原因にかかわらず、症状を軽くすることを目標にします。痛みを感じたときの応急処置として冷湿布の使用は絶対にいけません。患部を冷やすことで痛みが強くなるため、温めるようにしてください。

  • 薬物療法→一般的な痛み止め、神経痛のための痛み止め、筋肉の緊張をやわらげる薬、血流を改善する薬など
  • 神経ブロック療法→局所麻酔薬を注射して神経に痛みが伝わるのを遮断
  • リハビリテーション(理学療法)→運動やマッサージなどによる機能回復
  • 認知行動療法→痛みについて正しい認識をして日常生活での行動を見直す
  • 脊髄(脳)刺激療法→電気信号による脳への刺激で痛みを取り除く
  • 手術→原因が明らかで、他の治療で効果が見られない場合

坐骨神経痛の治療はどこでできる?

  • 病院やクリニック(整形外科、麻酔科・ペインクリニック)→治療だけでなく原因を見つけるための各種検査もしてもらえます。
  • 鍼灸院
  • 指圧マッサージ
  • カイロプラクティック
  • 整体院

坐骨神経痛の予防・改善

生活習慣を見直すことが大切です。無理はせず、わからないときは専門家に相談しましょう。

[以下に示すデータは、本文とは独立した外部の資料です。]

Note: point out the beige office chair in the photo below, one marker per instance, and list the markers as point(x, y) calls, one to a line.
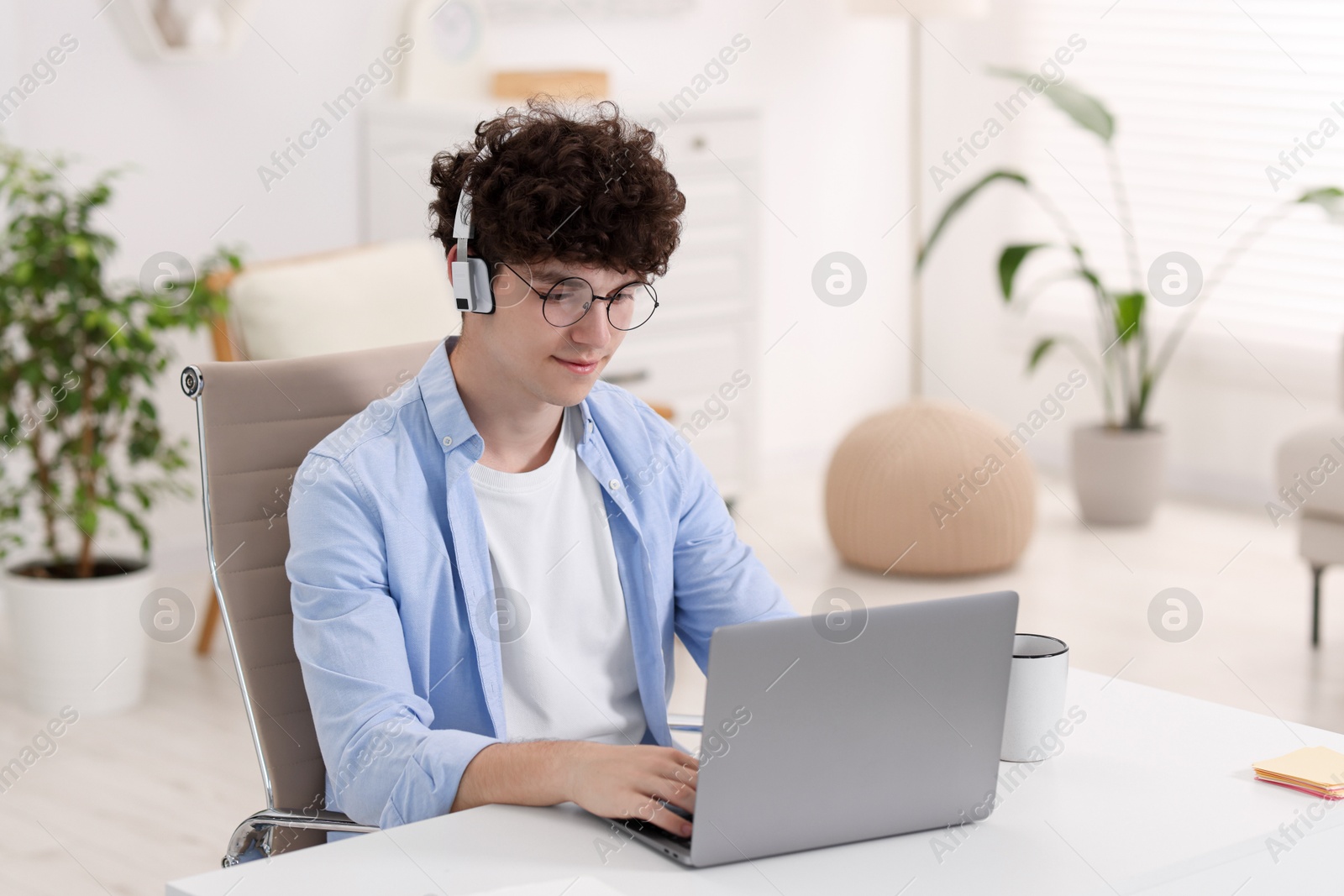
point(257, 421)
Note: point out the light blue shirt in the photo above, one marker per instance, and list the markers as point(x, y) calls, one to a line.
point(390, 584)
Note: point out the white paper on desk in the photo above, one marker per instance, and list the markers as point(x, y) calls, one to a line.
point(581, 886)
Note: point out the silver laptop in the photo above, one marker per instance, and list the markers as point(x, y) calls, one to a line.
point(857, 725)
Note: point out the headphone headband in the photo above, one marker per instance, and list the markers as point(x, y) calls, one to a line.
point(472, 286)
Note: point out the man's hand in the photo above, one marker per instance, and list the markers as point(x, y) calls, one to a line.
point(606, 779)
point(633, 782)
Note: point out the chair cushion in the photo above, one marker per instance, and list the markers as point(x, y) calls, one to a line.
point(1310, 466)
point(366, 297)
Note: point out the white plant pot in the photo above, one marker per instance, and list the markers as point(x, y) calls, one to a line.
point(80, 642)
point(1119, 473)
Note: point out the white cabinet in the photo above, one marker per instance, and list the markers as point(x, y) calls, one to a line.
point(701, 352)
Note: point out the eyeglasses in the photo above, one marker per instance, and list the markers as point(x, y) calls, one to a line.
point(568, 301)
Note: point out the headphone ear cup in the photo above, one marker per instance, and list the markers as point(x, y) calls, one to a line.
point(483, 291)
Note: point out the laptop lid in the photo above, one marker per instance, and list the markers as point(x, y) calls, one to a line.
point(866, 723)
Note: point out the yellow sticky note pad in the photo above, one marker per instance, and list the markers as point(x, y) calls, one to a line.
point(1319, 766)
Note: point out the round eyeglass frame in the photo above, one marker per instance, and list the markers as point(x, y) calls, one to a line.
point(596, 297)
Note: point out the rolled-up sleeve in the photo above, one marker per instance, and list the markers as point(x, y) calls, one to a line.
point(718, 579)
point(385, 763)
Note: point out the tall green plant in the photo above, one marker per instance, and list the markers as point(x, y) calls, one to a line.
point(77, 362)
point(1124, 363)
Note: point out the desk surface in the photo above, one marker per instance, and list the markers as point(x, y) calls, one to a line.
point(1152, 792)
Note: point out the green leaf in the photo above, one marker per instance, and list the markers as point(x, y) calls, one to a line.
point(958, 203)
point(1129, 316)
point(1086, 110)
point(1041, 349)
point(1328, 197)
point(1010, 261)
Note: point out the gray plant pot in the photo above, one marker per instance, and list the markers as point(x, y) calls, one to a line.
point(1119, 473)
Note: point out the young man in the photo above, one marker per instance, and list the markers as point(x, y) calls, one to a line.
point(487, 579)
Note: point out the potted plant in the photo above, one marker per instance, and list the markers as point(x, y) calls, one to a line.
point(1119, 464)
point(77, 362)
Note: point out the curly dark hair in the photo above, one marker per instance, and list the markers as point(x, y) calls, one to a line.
point(585, 187)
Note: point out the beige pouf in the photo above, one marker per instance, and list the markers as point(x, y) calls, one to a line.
point(941, 490)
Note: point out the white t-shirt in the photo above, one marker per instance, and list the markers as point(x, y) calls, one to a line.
point(564, 638)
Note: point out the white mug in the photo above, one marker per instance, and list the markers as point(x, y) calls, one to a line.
point(1037, 681)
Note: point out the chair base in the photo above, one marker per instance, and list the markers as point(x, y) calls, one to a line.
point(257, 832)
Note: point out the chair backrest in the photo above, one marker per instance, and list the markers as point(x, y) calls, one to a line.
point(366, 296)
point(257, 421)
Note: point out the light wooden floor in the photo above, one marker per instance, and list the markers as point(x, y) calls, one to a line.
point(132, 801)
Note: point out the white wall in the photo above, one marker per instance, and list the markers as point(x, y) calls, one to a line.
point(832, 92)
point(830, 86)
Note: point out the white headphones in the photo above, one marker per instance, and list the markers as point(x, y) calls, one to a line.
point(470, 275)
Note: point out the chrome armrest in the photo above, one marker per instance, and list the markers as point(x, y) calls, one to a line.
point(255, 832)
point(685, 721)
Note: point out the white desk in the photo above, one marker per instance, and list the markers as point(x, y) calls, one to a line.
point(1152, 793)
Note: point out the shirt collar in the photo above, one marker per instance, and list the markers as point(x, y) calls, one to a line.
point(448, 416)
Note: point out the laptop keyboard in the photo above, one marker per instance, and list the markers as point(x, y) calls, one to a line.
point(654, 831)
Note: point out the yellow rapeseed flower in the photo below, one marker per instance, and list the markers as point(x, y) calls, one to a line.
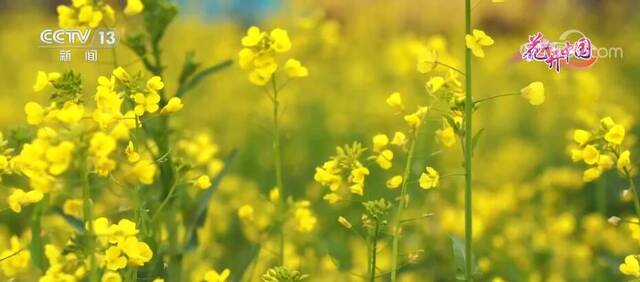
point(133, 7)
point(394, 182)
point(615, 134)
point(214, 276)
point(295, 69)
point(395, 101)
point(173, 105)
point(630, 266)
point(429, 179)
point(534, 93)
point(476, 41)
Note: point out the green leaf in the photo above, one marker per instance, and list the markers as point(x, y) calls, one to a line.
point(198, 77)
point(189, 67)
point(476, 138)
point(458, 245)
point(453, 124)
point(77, 224)
point(37, 246)
point(158, 14)
point(202, 205)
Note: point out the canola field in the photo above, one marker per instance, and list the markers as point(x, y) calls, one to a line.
point(284, 141)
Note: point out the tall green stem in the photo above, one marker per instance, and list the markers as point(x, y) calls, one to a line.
point(278, 164)
point(374, 253)
point(401, 206)
point(632, 186)
point(88, 223)
point(468, 131)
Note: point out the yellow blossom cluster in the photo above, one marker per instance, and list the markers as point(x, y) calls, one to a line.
point(259, 54)
point(601, 149)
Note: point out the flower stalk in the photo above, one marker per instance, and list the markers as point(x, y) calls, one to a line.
point(278, 165)
point(402, 205)
point(468, 143)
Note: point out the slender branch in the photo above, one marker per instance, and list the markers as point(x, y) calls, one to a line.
point(401, 205)
point(278, 164)
point(449, 67)
point(496, 96)
point(468, 143)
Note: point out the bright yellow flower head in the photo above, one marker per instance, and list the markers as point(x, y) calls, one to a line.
point(142, 172)
point(434, 84)
point(214, 276)
point(427, 61)
point(591, 174)
point(281, 41)
point(246, 212)
point(446, 136)
point(379, 142)
point(73, 207)
point(133, 7)
point(111, 276)
point(581, 136)
point(70, 113)
point(624, 161)
point(605, 162)
point(146, 103)
point(394, 182)
point(429, 179)
point(19, 198)
point(174, 105)
point(413, 120)
point(344, 222)
point(630, 266)
point(132, 155)
point(114, 258)
point(615, 135)
point(534, 93)
point(399, 139)
point(35, 113)
point(384, 159)
point(295, 69)
point(590, 154)
point(476, 41)
point(138, 252)
point(303, 218)
point(253, 37)
point(395, 101)
point(202, 182)
point(43, 80)
point(155, 83)
point(332, 198)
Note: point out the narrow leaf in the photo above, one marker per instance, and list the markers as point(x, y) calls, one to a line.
point(458, 245)
point(198, 77)
point(476, 138)
point(202, 204)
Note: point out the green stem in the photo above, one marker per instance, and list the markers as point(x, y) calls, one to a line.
point(495, 96)
point(401, 206)
point(601, 197)
point(36, 247)
point(164, 202)
point(468, 122)
point(278, 164)
point(374, 253)
point(88, 223)
point(632, 186)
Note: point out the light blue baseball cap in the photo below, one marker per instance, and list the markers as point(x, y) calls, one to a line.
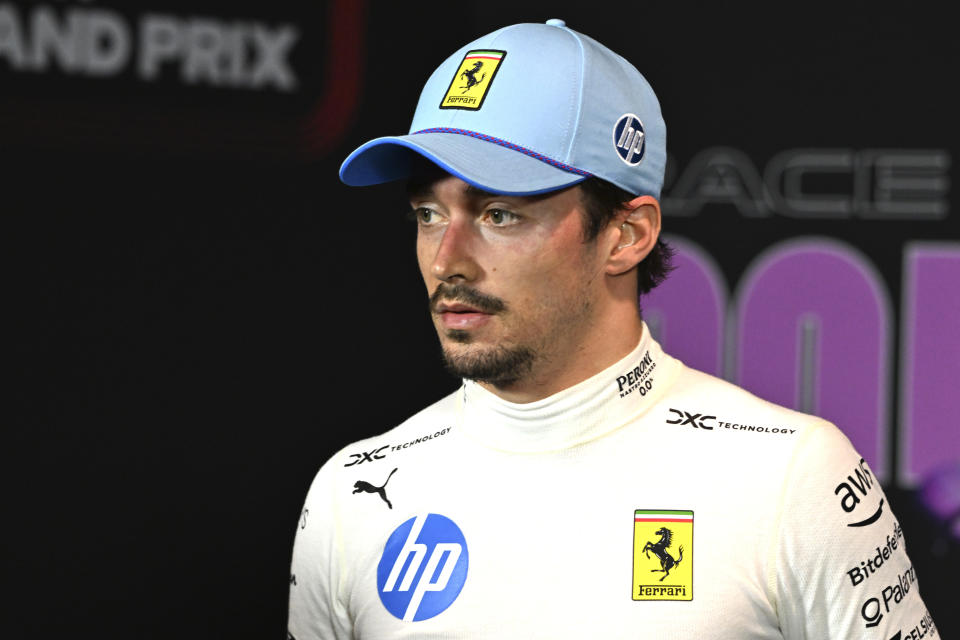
point(528, 109)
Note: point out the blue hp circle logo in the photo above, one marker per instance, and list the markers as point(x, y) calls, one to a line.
point(423, 567)
point(628, 139)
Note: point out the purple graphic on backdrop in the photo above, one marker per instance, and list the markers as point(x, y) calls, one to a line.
point(687, 312)
point(813, 334)
point(930, 436)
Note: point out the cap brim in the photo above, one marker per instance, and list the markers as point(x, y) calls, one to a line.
point(485, 165)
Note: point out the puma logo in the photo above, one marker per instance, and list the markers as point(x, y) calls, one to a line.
point(365, 487)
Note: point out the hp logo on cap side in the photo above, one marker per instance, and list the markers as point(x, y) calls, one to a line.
point(629, 139)
point(423, 567)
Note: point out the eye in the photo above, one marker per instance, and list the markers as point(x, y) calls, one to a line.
point(502, 217)
point(424, 215)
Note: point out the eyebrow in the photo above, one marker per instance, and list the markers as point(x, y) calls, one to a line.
point(416, 189)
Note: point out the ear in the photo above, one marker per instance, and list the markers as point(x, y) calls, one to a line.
point(636, 236)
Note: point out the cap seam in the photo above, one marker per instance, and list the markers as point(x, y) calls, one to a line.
point(509, 145)
point(572, 134)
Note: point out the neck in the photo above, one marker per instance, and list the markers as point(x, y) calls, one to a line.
point(584, 356)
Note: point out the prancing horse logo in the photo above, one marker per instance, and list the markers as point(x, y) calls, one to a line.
point(660, 550)
point(471, 76)
point(366, 487)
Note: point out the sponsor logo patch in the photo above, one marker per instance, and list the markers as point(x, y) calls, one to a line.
point(882, 553)
point(662, 554)
point(711, 422)
point(362, 486)
point(629, 141)
point(873, 609)
point(473, 79)
point(859, 483)
point(423, 567)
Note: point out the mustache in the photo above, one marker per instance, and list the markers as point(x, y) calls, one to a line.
point(465, 295)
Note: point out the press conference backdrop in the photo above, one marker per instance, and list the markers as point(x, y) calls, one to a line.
point(201, 314)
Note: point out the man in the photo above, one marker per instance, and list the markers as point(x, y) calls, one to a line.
point(581, 483)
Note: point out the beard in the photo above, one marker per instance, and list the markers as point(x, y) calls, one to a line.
point(498, 365)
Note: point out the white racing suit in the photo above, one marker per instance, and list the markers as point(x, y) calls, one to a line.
point(649, 501)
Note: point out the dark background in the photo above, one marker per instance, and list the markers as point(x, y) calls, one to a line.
point(201, 314)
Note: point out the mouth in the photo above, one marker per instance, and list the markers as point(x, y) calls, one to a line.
point(455, 315)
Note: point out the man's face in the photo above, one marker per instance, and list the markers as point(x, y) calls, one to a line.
point(512, 283)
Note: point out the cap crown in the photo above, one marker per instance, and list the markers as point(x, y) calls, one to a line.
point(560, 94)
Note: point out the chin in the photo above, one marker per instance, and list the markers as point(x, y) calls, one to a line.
point(496, 364)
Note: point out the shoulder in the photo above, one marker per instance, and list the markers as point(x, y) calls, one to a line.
point(723, 406)
point(429, 425)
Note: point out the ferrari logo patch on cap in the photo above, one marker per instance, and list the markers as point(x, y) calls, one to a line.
point(662, 554)
point(472, 80)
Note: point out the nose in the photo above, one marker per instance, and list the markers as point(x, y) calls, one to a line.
point(453, 259)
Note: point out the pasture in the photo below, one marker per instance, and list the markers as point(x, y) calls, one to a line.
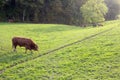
point(96, 58)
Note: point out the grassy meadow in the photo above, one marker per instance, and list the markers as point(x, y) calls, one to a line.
point(97, 58)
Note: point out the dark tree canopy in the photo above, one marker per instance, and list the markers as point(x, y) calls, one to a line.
point(47, 11)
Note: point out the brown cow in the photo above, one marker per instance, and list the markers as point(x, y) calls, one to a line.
point(24, 42)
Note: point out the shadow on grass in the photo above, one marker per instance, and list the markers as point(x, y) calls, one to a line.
point(53, 29)
point(11, 58)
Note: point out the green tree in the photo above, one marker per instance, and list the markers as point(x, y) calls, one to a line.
point(93, 11)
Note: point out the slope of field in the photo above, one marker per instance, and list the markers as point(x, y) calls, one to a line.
point(97, 58)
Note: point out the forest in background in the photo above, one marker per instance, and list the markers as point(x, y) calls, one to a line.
point(73, 12)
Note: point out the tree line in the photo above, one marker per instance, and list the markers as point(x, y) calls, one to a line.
point(73, 12)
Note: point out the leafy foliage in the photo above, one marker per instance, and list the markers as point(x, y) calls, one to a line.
point(94, 11)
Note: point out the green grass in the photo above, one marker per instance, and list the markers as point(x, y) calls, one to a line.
point(95, 59)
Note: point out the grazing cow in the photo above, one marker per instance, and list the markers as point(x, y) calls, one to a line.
point(24, 42)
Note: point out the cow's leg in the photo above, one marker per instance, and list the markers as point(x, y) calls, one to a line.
point(14, 48)
point(31, 51)
point(26, 50)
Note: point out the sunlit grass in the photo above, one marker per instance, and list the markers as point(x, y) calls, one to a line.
point(96, 58)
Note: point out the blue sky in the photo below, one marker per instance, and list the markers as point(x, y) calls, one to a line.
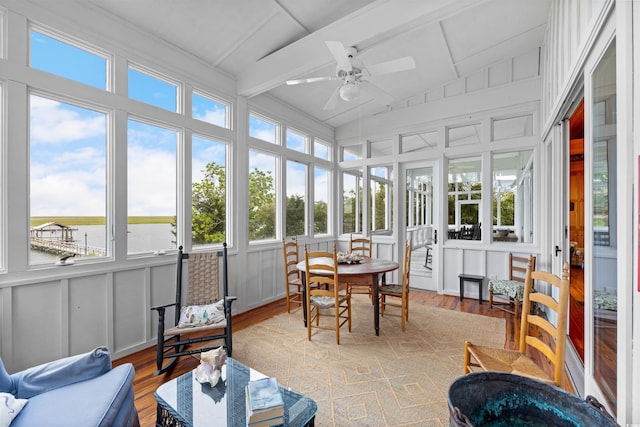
point(68, 143)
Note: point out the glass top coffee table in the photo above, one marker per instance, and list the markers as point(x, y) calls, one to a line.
point(183, 401)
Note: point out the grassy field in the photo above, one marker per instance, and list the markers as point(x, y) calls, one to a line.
point(98, 220)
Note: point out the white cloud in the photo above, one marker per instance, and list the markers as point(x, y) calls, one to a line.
point(152, 182)
point(51, 122)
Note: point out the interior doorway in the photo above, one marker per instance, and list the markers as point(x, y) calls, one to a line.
point(576, 228)
point(421, 219)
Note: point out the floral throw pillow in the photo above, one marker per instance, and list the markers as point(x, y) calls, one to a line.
point(200, 315)
point(10, 407)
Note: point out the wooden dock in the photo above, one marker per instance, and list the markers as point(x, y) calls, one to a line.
point(61, 247)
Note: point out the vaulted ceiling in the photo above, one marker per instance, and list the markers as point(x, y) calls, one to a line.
point(264, 43)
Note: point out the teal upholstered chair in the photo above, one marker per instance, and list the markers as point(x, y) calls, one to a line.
point(511, 289)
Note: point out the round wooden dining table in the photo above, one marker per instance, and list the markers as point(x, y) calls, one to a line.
point(368, 270)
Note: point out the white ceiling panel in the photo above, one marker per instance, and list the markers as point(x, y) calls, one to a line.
point(263, 43)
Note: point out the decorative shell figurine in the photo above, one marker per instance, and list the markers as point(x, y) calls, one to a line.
point(210, 365)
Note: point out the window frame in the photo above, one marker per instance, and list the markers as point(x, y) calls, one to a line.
point(109, 174)
point(73, 42)
point(150, 72)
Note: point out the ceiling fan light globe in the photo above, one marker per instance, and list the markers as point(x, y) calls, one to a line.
point(349, 92)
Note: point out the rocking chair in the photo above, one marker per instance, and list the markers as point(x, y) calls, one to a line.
point(203, 317)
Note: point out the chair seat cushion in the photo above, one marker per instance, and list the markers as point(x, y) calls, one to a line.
point(510, 361)
point(395, 290)
point(201, 315)
point(181, 331)
point(321, 301)
point(605, 300)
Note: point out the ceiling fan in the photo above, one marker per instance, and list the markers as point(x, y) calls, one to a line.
point(351, 70)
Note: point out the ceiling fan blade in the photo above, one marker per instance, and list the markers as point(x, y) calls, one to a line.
point(332, 102)
point(339, 54)
point(380, 95)
point(310, 80)
point(395, 65)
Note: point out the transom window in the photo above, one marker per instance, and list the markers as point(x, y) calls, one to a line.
point(262, 128)
point(46, 50)
point(151, 89)
point(297, 141)
point(321, 149)
point(210, 110)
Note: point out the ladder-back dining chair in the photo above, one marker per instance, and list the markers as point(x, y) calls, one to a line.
point(398, 294)
point(202, 314)
point(361, 246)
point(293, 283)
point(533, 327)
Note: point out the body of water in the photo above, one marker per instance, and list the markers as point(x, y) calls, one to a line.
point(141, 238)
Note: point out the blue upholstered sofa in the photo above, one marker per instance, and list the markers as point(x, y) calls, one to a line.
point(80, 390)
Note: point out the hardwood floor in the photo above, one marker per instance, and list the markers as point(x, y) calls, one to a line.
point(145, 383)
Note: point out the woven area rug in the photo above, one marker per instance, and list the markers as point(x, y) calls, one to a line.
point(395, 379)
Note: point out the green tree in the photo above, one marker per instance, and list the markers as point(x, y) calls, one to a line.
point(209, 197)
point(320, 217)
point(295, 215)
point(209, 206)
point(262, 205)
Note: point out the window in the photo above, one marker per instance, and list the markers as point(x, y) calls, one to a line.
point(88, 67)
point(464, 135)
point(262, 196)
point(296, 141)
point(322, 186)
point(152, 187)
point(513, 197)
point(210, 110)
point(419, 142)
point(208, 191)
point(350, 153)
point(152, 90)
point(296, 199)
point(419, 197)
point(380, 148)
point(512, 127)
point(381, 200)
point(68, 181)
point(262, 128)
point(465, 198)
point(321, 149)
point(351, 202)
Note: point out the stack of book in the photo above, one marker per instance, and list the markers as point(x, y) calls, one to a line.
point(265, 406)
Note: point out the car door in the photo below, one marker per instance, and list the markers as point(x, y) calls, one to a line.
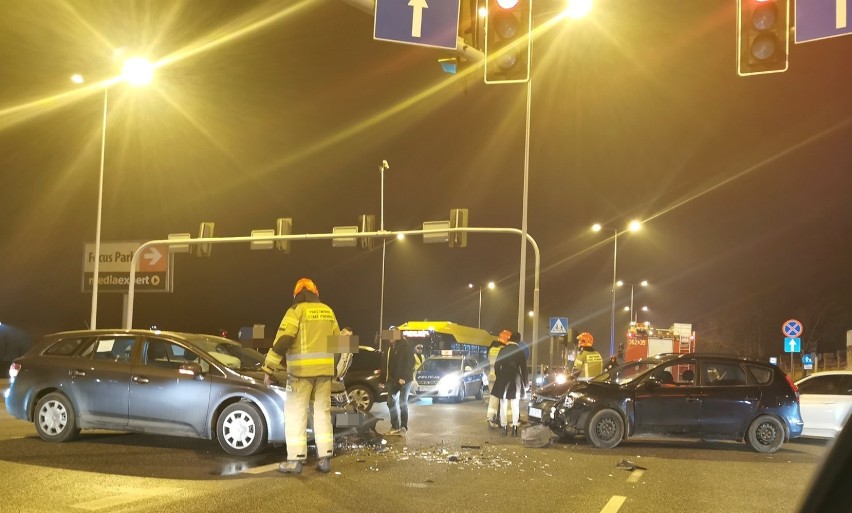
point(825, 402)
point(100, 381)
point(668, 402)
point(729, 398)
point(162, 398)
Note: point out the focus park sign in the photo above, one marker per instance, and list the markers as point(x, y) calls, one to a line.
point(152, 273)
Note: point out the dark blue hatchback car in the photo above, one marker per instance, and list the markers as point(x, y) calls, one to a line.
point(704, 396)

  • 正しい姿勢の保持→横座りや体育座り、猫背や足組みを避ける。
  • 冷えの予防→下半身を冷やさないよう、夏でも靴下を履くなどの対策を。
  • 肥満に注意→体重増加は腰への負担を大きくするので適正体重を維持。
  • 体幹トレーニング→姿勢保持や運動不足にも効果的.無理のない範囲で。

坐骨神経痛のセルフケア

  • ストレッチ→筋肉のこわばりをなくすため、無理のない程度のストレッチが効果的です。痛みが激しいときを避け、お風呂上がりなど血行の良いときに行うようにしましょう。原因となる筋肉や症状によって効果的なストレッチがいくつかあります。梨状筋ストレッチ、仙腸関節障害のためのストレッチ、ハムストリングストレッチ、内転筋ストレッチ、腰方形筋ストレッチなど
  • ツボ押し→飲食後、発熱時、妊娠時、体調不良のときは避け、周辺にケガや異常がある部位のツボは押さないようにしてください。指の腹で3〜5秒強めに押してから素早くパッと離します。
  • マッサージ→ツボ周辺を手の平全体か指全体を動かし、イタ気持ち良いくらいの力加減で揉むようにします。
  • 市販のお灸→正しい知識を持っている方のみ行ってください。

日々の心がけで予防とケアを

坐骨神経痛と上手につきあっていくために最も大切なことは、毎日の予防とケアです。概念や症状、治療方法などについて一通りご説明させていただきましたが、原因は1つとは限りませんし、病気ではないこともあります。痛みが出てしまっても、原因がはっきりしなくても、生活習慣を見直すことで症状を改善することが可能です。坐骨神経痛の予防やセルフケア(ストレッチ)は直ぐにでも実践できるものばかりですから、無理せず自分にあったものを取り入れ、痛みの少ない快適な生活を送りましょう。